We reported in July that the European Research Council (ERC) whittled the 9167 applications for its Starting Grants for young scientists down to 559 finalists. Late last week, the agency provided further statistics (links to PDF) on those finalists. In a Science Scope in this week's Science (subscription required), Gretchen Vogel takes a look at the home countries of the applicants--and the fact that fewer than 5% of them are from the mostly eastern European countries that have joined the European Union since 2004.
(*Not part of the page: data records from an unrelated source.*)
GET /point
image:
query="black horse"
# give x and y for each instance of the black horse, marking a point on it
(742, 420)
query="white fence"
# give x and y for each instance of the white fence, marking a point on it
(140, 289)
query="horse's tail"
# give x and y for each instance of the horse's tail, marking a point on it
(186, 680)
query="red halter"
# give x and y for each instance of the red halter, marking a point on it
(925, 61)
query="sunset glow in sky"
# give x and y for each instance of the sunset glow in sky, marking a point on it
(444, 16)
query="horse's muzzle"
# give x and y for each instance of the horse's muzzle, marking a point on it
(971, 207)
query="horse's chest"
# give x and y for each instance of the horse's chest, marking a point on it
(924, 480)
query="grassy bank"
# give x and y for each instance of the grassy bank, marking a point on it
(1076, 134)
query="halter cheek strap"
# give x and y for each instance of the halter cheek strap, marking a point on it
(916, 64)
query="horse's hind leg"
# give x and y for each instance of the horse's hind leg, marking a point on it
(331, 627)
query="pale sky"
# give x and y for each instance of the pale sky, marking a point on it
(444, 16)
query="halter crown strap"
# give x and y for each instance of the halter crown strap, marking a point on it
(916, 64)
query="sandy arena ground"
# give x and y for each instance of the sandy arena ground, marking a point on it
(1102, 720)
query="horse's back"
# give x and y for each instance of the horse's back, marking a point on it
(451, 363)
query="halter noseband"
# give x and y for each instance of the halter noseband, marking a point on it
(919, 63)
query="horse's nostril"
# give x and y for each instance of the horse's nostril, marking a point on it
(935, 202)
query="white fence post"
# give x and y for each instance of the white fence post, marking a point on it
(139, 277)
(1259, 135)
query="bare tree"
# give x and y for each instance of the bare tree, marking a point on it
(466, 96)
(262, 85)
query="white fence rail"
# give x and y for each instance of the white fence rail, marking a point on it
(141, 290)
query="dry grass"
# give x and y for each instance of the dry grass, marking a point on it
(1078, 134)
Here's the breakdown that the ERC provided:
| Nationality by country groups | Number | Percent |
| Founding Member States (Belgium, Germany, France, Italy, Luxembourg, the Netherlands) | 293 | 53% |
| Member States joining the EC/EU 1973-1995 (Austria, Denmark, Greece, Spain, Finland, Ireland, Portugal, Sweden, United Kingdom) | 152 | 27% |
| Member States joining the EU 2004-2007 (Bulgaria, Cyprus, Czech Republic, Estonia, Hungary, Latvia, Lithuania, Malta, Poland, Romania, Slovenia, Slovakia) | 30 | 5% |
| Associated countries (Switzerland, Liechtenstein, Croatia, Israel, Iceland, Macedonia, Norway, Serbia, Turkey) | 47 | 7% |
| Other countries | 37 | 7% |
The ERC notes that 87% of the candidates have 4 to 9 years of experience after completion of their Ph.D., and their average age is around 36 years. They also say that only 24% of the finalists are women. ("Only" is my word, not theirs.) The applications are judged individually and without regard to the applicant's gender or nationality, and the starting grants are an awesome opportunity for young scientists to land some serious funding. Still, though, one would have hoped to see stronger representation in eastern Europe and a better gender balance.